With spot market prices for gold at nearly $1,200 an ounce, Heller estimates that he'll be filling out between 10,000 and 20,000 tax forms per year after the new law takes effect.
"I'll have to hire two full-time people just to track all this stuff, which cuts into my profitability," he said.
An issue that combines gold coins, the Obama health care law and the IRS is bound to stir passions. Indeed, trading in gold coins and bars has surged since the financial crisis unfolded and Obama took office, metal dealers said.
The buying of actual gold, as opposed to futures or options tied to the price of gold, has been a particularly popular trend among Tea Party supporters and others who are fearful of Obama's economic policies, gold industry members such as Heller and Piret said. Conservative/libertarian commentators, such as Fox News Channel's Glenn Beck, routinely tout precious metal on the air as being a safe, shrewd investment in an environment in which the financial system -- and paper money backed by the rest of the world's faith in the U.S. government's credit -- is viewed as increasingly fragile.
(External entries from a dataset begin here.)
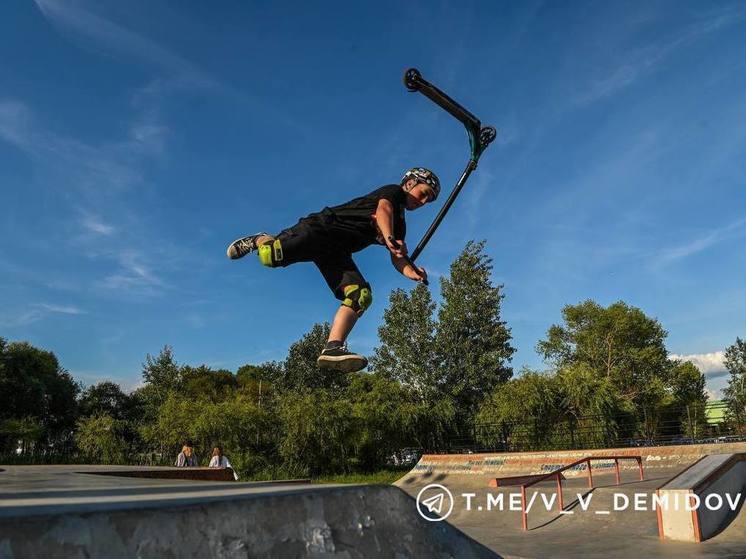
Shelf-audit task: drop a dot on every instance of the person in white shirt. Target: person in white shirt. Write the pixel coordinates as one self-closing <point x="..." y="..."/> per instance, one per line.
<point x="219" y="460"/>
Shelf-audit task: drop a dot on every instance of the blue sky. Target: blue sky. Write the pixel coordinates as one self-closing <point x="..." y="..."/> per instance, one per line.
<point x="138" y="139"/>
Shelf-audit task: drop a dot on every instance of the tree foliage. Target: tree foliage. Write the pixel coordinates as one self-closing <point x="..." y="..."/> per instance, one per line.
<point x="735" y="392"/>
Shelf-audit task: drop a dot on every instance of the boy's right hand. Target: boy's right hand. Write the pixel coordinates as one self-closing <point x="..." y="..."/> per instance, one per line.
<point x="396" y="247"/>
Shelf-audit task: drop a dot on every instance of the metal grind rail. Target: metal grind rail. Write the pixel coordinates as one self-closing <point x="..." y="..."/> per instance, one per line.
<point x="557" y="475"/>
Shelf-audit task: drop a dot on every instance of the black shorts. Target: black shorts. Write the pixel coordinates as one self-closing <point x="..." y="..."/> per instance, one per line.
<point x="310" y="240"/>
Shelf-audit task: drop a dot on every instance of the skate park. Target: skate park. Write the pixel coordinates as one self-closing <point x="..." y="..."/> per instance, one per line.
<point x="69" y="511"/>
<point x="372" y="280"/>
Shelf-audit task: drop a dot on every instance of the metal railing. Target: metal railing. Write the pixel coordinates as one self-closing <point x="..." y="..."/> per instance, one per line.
<point x="557" y="474"/>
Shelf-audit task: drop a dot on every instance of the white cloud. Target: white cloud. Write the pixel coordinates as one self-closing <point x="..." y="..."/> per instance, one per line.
<point x="96" y="225"/>
<point x="711" y="364"/>
<point x="643" y="61"/>
<point x="107" y="34"/>
<point x="134" y="275"/>
<point x="39" y="311"/>
<point x="733" y="230"/>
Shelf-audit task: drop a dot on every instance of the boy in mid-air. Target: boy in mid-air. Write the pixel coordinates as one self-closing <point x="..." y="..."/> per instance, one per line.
<point x="329" y="237"/>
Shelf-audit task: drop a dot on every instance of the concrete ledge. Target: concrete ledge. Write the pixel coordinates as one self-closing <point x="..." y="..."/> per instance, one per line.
<point x="345" y="522"/>
<point x="199" y="474"/>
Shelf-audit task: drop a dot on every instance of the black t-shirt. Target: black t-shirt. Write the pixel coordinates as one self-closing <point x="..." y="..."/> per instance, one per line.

The recently revealed investigation by California authorities into consumer complaints against Goldline International, which has used Beck as a pitchman, and Superior Gold Group (which has not) has put a spotlight on what one liberal leaning politician, Rep. Anthony Weiner, D-N.Y., calls the "unholy alliance" between gold coin sellers, such as Goldline, and conservative talk personalities, such as Beck.
Beck, who through his spokesman, Matt Hiltzik, declined to comment for this story, and Goldline marketers portray gold coins as a better alternative to owning bullion in the event that the U.S. government ever decides, as it did under FDR in 1933, to make it illegal for private citizens to own physical gold. At that time, the U.S. dollar was still pegged to the price of gold; the gold standard was abandoned during the Nixon administration.
Rep. Daniel Lungren, R-Calif., has introduced legislation to repeal the section of the health care bill that would trigger the new tax reporting requirement because he says it's a burden on small businesses.
"Large corporations have whole divisions to handle such transaction paperwork but for a small business, which doesn't have the manpower, this is yet another brick on their back," Lungren said in a statement e-mailed to ABCNews.com. "Everyone agrees that small businesses are job creators and the engine which drives the American economy. I am dumfounded that this Administration is doing all it can to make it more difficult for businesses to succeed rather than doing all it can to help them grow."
The ICTA's Piret says identity theft is another concern because criminals may set up shops specifically to extract personal information that would accompany the filing out of a 1099.
The office of the National Taxpayer Advocate, a citizen's ombudsman within the IRS, issued a report June 30 that said the new rule "may present significant administrative challenges to taxpayers and the IRS."